Il no dell'INAIL a riconoscere l'attribuzione di una rendita alla convivente di un uomo vittima di un infortunio sul lavoro è un aspetto previsto dal diritto nazionale che non rientra nell'applicazione delle normative comunitarie: così la Corte Ue del Lussemburgo si è espressa in merita al caso sollevato davanti ai giudici europei dal Tribunale di Milano.
Una signora, cittadina italiana, dopo aver vissuto dieci anni more uxorio con un uomo poi rimasto vittima di un infortunio sul lavoro, non ha ottenuto dall'INAIL la rendita del 50% prevista normalmente per il coniuge, mentre il figlio nato da quell'unione ha ottenuto il 20% della retribuzione.
Per la normativa italiana i figli minori sono tutelati anche quando sono "naturali, riconosciuti e adottivi e non solo legittimi", mentre si fa esplicito riferimento al coniuge e non al convivente. Nella sostanza, si spiega, il diritto comunitario non consente di risolvere eventuali lacune del diritto interno.
Laddove la normativa italiana stabilisce di attribuire solo al coniuge e non al convivente more uxorio la possibilità di una rendita non è contraria al diritto comunitario essendo applicata così per tutti i cittadini.

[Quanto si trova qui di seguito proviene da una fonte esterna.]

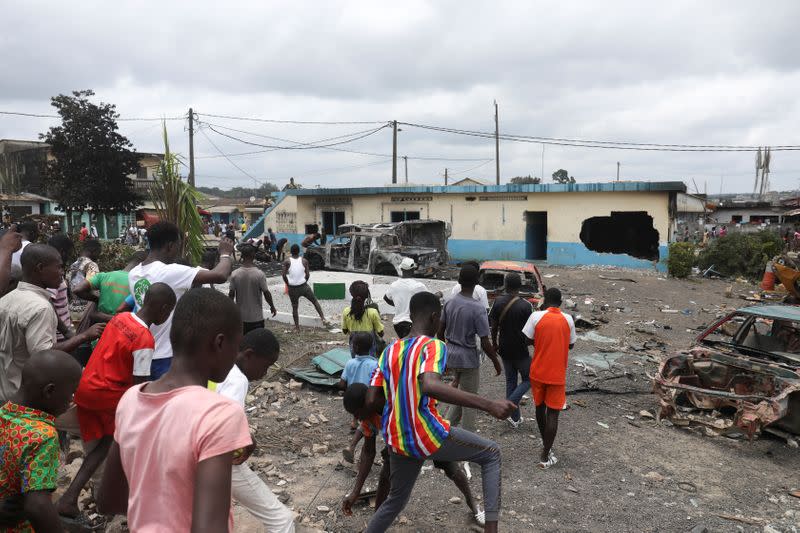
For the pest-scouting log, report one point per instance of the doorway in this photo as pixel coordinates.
(402, 216)
(536, 235)
(331, 220)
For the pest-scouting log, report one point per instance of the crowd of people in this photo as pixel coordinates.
(149, 366)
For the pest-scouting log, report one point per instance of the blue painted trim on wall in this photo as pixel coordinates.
(257, 229)
(615, 186)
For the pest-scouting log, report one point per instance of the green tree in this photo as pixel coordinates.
(562, 176)
(91, 160)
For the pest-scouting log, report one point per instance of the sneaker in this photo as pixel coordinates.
(514, 423)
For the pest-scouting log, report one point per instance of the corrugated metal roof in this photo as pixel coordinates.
(616, 186)
(785, 312)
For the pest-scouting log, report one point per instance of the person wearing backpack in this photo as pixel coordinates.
(507, 317)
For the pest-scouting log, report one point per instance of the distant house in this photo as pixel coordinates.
(22, 169)
(466, 182)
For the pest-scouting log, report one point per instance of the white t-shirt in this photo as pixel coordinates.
(16, 256)
(479, 294)
(235, 386)
(179, 277)
(400, 292)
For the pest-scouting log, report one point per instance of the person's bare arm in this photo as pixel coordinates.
(268, 298)
(84, 291)
(112, 498)
(68, 345)
(221, 272)
(365, 462)
(285, 272)
(488, 347)
(10, 242)
(212, 494)
(41, 512)
(433, 386)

Per i giudici europei infatti diverso è il caso, per esempio, di una precedente sentenza su una persona residente in Germania perché la legge tedesca prevede "l'unione solidale con persone dello stesso sesso" e, quindi, la Corte Ue aveva giudicato discriminatorio non prevedere per i superstiti prestazioni equivalenti a quelle di un coniuge.